[Python-ideas] Verbatim names (allowing keywords as names)

Carl Smith carl.input at gmail.com
Wed May 16 10:26:42 EDT 2018


Thanks for the reply Todd.

If `True` was redefined somewhere else, it would still be `True` for you.
You could do `from oldlib import True as true` and have `true` equal `
np.bool_(1)`. You could reference `oldlib.True` or do
`oldlib.function(True=x)` to interact with the name in the old library.

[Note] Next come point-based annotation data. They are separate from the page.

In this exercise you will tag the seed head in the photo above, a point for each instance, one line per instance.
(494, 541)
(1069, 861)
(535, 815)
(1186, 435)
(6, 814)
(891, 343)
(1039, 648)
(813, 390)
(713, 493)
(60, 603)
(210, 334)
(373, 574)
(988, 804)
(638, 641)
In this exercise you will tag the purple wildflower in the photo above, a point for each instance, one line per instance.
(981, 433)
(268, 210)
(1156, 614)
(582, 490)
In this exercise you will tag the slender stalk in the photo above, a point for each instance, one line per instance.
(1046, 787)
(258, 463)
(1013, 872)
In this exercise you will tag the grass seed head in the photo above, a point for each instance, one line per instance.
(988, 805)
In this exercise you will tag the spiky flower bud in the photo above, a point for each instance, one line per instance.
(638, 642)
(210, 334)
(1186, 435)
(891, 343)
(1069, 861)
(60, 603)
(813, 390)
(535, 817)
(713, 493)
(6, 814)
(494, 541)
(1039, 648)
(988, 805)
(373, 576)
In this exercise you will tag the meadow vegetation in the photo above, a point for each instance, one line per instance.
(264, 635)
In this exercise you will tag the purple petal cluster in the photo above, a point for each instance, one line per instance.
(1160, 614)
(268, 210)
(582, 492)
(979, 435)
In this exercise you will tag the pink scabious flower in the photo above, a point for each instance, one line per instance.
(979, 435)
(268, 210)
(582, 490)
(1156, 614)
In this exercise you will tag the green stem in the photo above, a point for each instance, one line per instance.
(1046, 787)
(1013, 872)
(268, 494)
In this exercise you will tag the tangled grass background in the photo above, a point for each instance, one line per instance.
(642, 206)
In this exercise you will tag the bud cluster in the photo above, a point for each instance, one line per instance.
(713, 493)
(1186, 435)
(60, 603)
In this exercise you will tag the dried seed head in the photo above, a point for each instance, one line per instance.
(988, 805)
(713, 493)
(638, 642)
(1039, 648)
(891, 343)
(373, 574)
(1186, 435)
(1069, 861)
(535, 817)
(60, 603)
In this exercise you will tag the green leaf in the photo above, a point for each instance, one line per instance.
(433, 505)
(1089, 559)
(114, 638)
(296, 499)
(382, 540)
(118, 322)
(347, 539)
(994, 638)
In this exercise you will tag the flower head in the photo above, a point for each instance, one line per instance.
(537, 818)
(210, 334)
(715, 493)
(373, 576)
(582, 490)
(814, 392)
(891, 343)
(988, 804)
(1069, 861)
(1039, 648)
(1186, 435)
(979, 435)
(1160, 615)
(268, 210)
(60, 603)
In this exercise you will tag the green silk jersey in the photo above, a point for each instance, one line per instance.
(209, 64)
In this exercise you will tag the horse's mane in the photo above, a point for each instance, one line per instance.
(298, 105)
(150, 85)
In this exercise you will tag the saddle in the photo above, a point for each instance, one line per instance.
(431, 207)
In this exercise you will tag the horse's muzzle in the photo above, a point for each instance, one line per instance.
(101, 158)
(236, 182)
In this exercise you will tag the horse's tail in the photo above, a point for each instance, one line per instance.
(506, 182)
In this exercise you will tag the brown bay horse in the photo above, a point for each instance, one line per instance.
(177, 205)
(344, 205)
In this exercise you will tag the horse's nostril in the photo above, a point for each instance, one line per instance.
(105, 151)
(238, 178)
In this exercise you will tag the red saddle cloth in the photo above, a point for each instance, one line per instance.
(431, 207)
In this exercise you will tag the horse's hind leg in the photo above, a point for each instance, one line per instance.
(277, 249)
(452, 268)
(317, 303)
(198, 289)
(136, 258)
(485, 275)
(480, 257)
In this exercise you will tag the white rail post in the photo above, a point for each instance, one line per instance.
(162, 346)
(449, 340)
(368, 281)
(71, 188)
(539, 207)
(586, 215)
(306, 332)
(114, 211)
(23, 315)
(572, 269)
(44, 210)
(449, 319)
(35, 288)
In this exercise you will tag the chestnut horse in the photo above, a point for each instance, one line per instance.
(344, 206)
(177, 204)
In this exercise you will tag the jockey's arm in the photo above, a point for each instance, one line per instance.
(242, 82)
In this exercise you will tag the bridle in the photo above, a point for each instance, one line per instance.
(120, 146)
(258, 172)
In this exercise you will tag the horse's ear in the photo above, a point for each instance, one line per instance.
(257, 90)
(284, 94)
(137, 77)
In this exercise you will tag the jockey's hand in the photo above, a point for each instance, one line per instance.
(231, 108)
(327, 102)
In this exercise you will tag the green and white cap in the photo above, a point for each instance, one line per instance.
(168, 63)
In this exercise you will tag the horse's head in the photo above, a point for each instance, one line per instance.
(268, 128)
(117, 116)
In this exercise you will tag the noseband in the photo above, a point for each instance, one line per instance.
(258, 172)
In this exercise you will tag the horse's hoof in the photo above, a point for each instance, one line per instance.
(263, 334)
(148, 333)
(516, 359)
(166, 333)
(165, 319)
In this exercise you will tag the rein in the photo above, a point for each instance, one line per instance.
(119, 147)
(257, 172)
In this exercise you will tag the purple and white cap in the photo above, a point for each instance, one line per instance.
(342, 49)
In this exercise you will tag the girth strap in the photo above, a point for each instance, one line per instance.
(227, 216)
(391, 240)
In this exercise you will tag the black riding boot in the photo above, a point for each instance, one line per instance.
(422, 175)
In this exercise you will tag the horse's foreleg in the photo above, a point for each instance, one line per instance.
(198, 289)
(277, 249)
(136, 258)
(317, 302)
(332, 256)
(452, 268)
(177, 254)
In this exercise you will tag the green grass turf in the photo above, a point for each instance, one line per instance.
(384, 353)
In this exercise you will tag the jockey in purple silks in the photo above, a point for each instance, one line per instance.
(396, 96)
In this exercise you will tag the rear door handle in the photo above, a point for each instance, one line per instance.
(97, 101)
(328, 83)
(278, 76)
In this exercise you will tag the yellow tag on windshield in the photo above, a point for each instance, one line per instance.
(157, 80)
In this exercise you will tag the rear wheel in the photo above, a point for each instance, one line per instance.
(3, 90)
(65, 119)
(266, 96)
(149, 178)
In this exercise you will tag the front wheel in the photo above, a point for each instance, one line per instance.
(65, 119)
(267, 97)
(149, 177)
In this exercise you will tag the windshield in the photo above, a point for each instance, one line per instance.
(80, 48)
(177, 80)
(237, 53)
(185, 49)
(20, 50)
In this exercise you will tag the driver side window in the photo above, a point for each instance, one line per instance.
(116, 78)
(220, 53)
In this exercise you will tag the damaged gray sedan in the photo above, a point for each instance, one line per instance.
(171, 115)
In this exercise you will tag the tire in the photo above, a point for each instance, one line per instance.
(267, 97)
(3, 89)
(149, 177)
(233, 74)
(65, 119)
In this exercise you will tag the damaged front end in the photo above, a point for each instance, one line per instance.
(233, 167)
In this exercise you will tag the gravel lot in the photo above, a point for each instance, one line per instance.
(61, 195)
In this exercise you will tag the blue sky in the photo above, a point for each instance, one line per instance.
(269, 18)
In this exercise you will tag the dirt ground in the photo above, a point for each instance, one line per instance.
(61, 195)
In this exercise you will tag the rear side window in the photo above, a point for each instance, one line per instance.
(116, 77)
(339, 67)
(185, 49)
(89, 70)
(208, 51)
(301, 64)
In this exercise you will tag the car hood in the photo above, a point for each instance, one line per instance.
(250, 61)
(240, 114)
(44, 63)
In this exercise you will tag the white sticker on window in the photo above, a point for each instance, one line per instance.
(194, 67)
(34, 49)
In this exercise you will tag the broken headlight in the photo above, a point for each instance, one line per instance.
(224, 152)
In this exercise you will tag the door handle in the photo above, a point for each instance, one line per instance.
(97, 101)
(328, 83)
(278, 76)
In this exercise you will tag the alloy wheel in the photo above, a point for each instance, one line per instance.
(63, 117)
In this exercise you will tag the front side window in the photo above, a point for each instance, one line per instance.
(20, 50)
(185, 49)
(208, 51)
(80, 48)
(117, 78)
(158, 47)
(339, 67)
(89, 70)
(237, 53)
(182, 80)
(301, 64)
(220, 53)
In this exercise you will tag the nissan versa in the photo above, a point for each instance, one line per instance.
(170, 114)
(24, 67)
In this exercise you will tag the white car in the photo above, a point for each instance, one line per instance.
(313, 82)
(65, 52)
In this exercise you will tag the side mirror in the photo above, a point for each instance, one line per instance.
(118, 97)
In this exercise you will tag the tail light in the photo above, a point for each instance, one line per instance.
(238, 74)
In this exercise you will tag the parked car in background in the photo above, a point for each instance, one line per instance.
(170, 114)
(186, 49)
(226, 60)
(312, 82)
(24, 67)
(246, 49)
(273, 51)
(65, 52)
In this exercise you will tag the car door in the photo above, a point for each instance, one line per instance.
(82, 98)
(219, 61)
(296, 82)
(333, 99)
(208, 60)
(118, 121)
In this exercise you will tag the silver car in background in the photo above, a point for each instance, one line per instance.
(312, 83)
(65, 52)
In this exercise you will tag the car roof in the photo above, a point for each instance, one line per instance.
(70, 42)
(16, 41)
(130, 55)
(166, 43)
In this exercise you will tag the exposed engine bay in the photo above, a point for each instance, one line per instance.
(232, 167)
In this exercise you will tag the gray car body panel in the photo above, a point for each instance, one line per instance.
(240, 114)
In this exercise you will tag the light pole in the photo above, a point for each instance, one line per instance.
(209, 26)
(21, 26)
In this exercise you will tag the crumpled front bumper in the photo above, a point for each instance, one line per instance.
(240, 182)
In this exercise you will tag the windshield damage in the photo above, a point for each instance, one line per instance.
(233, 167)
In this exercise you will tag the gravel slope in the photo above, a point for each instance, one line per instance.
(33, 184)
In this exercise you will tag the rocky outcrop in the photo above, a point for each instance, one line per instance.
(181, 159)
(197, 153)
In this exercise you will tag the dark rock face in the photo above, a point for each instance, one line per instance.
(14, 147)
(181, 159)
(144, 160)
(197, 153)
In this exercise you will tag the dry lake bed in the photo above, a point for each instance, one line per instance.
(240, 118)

None of this would actually apply to `True`, as it's a reserved word in all
versions. The proposal only applies to new keywords that are used as names
in other libraries.

Again, thanks for taking the time.

-- Carl Smith
carl.input at gmail.com

On 16 May 2018 at 14:46, Todd <toddrjen at gmail.com> wrote:

> On Tue, May 15, 2018, 23:03 Carl Smith <carl.input at gmail.com> wrote:
>
>>
>>
>>> On Tue, May 15, 2018 at 8:41 PM, Steven D'Aprano <steve at pearwood.info>
>>> wrote:
>>>
>>>> Inspired by Alex Brault's  post:
>>>>
>>>> https://mail.python.org/pipermail/python-ideas/2018-May/050750.html
>>>>
>>>> I'd like to suggest we copy C#'s idea of verbatim identifiers, but
>>>> using
>>>> a backslash rather than @ sign:
>>>>
>>>>     \name
>>>>
>>>> would allow "name" to be used as an identifier, even if it clashes with
>>>> a keyword.
>>>
>>>
>> I strongly disagree, but can't seem to get anyone
>> ​ to bite.
>>
>> We want to be able to introduce a keyword that was formally a name, still
>> allow
>> it to be used as a name, still allow code that uses it as a keyword to
>> interoperate
>> ​ ​
>> with code that uses it as a name
>> , without changing the language
>> or implementation
>> too much.
>>
>> ​Ideally, Python would still not allow the keyword to be used as a name
>> and a
>> keyword in the same file??
>>
>> The lexer could class the tokens as *keynames*, and the parser could use
>> the
>> context of the first instance of each keyname to determine if it's a name
>> or
>> keyword for the rest of that file. Projects that used the word as a name
>> would
>> only be prevented from also using it as a keyword in the same file.
>>
>> It's really then a question of whether users could elegantly and naturally
>> reference a name in another module without introducing the name to the
>> current module's namespace.
>>
>> We only reference external names (as syntactic names) in import
>> statements,
>> as properties after the dot operator, and as keyword arguments.
>>
>> If code that used the word as a keyword was still allowed to use the word
>> as
>> a name after the dot operator and as a keyword argument *in an
>> invocation*,
>> it would only change the language in a subtle way.
>>
>> If we could reference keynames in import statements, but not import the
>> name,
>> so basically allow `from keyname import keyname as name`, but not allow
>> `import keyname`, we could still easily import things that used the
>> keyname
>> as a name. This wouldn't change the language too dramatically either.
>>
>> Maybe I'm just being dumb, but it seems like three subtle changes to the
>> language would allow for everything we want to have, with only minor
>> limitations
>> on the rare occasion that you want to use the new keyword with a library
>> that is
>> also using the same keyword as a name.
>>
>> I promise not to push this idea again, but would really appreciate
>> someone taking
>> a couple of minutes to explain why it's not worth responding to. I'm not
>> offended,
>> but would like to know what I'm doing wrong.
>>
>> Thanks.
>>
>
>
> I think your idea would work okay if everyone followed good programming
> practices.  But when you have files that are tens of thousands of ugly code
> written by dozens of non-programmers over a dozen years it sounds like a
> recipe for a nightmare.
>
> For example someone you never met that left your group ten years ago could
> have made "True" be "np.bool_(1)" on a whim that makes your code break
> later in very hard-to-debug ways.
>
> To put it simply, I think it encourages people to take convenient
> shortcuts with implications they don't understand.